Rings USA: Rising Stars Block B was an event held on July 22, 2000 at The Neal S. Blaisdell Center in Honolulu, Hawaii.

==Rings: Russia vs. Georgia==

Rings: Russia vs. Georgia was an event held on August 16, 2000 at The Tula Circus in Tula, Russia.
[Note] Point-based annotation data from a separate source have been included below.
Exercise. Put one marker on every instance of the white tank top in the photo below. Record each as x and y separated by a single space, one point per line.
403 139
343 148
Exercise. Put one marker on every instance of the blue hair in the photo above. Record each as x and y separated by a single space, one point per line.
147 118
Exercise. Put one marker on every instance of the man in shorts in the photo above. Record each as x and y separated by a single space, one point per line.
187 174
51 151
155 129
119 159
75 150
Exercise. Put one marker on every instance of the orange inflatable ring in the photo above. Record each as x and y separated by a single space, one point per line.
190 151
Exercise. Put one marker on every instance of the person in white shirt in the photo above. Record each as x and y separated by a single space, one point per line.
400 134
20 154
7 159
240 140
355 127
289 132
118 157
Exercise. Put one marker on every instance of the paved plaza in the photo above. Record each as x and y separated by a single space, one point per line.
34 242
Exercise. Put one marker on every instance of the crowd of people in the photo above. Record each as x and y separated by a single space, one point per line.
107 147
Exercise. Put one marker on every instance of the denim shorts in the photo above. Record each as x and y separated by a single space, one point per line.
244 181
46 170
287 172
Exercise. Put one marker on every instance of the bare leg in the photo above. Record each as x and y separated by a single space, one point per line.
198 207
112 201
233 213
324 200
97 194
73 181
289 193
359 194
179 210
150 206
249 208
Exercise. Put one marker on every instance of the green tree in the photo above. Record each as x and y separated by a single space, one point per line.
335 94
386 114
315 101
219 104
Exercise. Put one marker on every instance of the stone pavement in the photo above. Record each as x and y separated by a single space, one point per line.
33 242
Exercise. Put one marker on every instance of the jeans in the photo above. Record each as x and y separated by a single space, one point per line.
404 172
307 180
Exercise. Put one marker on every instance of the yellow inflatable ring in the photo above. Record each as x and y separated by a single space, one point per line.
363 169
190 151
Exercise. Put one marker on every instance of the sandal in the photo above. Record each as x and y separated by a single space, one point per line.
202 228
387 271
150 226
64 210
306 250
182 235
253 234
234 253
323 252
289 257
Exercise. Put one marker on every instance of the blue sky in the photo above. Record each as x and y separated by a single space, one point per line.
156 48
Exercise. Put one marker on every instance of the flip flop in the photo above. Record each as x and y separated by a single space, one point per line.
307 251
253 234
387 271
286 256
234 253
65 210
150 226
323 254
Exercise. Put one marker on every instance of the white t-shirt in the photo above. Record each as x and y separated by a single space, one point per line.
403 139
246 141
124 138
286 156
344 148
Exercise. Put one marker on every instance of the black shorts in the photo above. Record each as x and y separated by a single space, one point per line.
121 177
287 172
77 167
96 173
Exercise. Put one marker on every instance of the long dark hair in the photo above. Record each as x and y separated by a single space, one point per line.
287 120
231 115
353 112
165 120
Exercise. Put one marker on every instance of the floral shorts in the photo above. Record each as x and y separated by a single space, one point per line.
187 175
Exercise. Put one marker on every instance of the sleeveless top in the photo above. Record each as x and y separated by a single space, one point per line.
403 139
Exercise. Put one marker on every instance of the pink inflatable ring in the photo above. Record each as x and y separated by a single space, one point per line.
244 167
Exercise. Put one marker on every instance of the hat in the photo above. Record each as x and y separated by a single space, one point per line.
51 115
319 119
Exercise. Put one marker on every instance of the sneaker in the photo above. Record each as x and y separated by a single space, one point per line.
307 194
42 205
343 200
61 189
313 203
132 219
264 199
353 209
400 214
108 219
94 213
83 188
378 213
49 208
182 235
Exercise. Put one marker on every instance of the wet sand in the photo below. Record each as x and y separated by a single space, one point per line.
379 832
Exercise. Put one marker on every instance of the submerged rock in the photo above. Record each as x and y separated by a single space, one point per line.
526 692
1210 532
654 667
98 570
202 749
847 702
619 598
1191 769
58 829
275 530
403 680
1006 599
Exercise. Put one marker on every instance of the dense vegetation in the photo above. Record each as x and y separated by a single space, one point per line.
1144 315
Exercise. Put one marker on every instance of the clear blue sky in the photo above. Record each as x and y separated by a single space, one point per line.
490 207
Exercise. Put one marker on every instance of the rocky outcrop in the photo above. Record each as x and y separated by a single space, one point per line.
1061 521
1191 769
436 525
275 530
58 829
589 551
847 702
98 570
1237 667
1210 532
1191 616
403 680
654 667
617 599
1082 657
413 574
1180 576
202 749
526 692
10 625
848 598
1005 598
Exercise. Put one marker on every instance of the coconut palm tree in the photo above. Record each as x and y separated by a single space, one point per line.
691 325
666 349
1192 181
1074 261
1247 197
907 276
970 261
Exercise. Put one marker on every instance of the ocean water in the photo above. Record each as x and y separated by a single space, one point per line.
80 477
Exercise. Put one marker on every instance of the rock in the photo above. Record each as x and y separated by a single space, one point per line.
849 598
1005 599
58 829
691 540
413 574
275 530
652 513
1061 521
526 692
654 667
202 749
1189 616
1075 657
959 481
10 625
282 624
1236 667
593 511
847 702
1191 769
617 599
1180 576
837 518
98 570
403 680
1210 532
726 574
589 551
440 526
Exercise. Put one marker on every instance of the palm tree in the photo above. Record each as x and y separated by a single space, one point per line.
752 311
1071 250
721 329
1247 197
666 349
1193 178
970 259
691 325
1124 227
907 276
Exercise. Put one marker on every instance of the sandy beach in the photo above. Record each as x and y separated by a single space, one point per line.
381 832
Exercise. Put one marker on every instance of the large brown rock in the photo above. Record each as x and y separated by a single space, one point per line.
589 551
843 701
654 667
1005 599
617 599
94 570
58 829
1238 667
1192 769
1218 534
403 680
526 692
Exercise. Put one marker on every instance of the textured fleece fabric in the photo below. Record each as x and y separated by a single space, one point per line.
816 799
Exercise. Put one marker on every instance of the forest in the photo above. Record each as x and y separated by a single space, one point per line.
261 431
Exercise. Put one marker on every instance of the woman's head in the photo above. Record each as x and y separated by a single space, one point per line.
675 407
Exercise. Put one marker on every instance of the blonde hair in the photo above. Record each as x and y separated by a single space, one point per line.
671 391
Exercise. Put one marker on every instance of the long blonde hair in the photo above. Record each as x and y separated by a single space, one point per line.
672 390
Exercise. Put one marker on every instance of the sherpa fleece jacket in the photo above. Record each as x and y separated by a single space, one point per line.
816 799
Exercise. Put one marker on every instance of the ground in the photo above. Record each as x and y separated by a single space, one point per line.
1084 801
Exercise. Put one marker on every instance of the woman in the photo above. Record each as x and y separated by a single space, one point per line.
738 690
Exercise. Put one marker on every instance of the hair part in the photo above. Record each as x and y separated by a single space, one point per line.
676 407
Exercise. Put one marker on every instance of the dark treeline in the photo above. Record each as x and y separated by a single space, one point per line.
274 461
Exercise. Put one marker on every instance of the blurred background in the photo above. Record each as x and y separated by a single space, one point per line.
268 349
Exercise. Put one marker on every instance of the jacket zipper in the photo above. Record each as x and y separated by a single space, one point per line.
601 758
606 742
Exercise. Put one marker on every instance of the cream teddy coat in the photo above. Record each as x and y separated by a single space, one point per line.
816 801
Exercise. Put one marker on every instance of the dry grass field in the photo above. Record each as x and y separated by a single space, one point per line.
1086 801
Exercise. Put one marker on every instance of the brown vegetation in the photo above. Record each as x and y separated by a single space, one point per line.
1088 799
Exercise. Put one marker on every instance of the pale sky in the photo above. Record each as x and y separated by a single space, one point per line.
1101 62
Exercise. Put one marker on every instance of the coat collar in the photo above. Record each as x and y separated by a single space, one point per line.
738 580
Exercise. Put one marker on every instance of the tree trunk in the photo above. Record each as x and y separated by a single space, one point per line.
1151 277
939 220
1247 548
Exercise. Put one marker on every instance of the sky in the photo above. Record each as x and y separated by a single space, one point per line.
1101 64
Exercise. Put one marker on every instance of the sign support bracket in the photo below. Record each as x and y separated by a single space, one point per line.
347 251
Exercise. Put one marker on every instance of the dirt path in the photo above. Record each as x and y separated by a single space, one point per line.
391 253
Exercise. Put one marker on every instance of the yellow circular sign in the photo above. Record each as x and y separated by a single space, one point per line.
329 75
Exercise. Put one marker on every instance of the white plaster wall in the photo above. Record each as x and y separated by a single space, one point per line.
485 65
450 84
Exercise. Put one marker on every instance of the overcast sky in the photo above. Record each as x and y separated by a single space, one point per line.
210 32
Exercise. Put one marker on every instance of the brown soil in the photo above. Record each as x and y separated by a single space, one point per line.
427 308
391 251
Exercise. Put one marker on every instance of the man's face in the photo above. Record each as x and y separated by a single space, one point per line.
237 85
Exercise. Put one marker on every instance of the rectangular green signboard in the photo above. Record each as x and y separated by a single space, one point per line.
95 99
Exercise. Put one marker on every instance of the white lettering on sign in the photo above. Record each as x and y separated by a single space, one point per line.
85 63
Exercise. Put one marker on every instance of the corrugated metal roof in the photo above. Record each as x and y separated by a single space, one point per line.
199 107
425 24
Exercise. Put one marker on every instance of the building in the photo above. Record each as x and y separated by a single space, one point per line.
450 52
==Rings: Millennium Combine 3==

Rings: Millennium Combine 3 was an event held on August 23, 2000 at The Osaka Prefectural Gymnasium in Osaka, Japan. It pitted Fighting Network Rings fighters against fighters competing in World Extreme Fighting and was dubbed "RINGS VS. WEF."

==Rings: Battle Genesis Vol. 6==

Rings: Battle Genesis Vol. 6 was an event held on September 5, 2000 at Korakuen Hall in Tokyo, Japan.

==Rings USA: Rising Stars Final==

Rings USA: Rising Stars Final was an event held on September 30, 2000 at The Mark of the Quad Cities in Moline, Illinois.

==Rings: King of Kings 2000 Block A==

Rings: King of Kings 2000 Block A was an event held on October 9, 2000 at The Yoyogi National Stadium Gym 2 in Tokyo, Japan.

==Rings Lithuania: Bushido Rings 1==

Rings Lithuania: Bushido Rings 1 was an event held on October 24, 2000 at The Vilnius Palace of Concerts and Sports in Vilnius, Lithuania.

==Rings Australia: Free Fight Battle==

Rings Australia: Free Fight Battle was an event held on November 12, 2000 at The Alexandra Hills Hotel in Brisbane, Australia.

==Rings: King of Kings 2000 Block B==

Rings: King of Kings 2000 Block B was an event held on December 22, 2000 at The Osaka Prefecture Gymnasium in Osaka, Japan.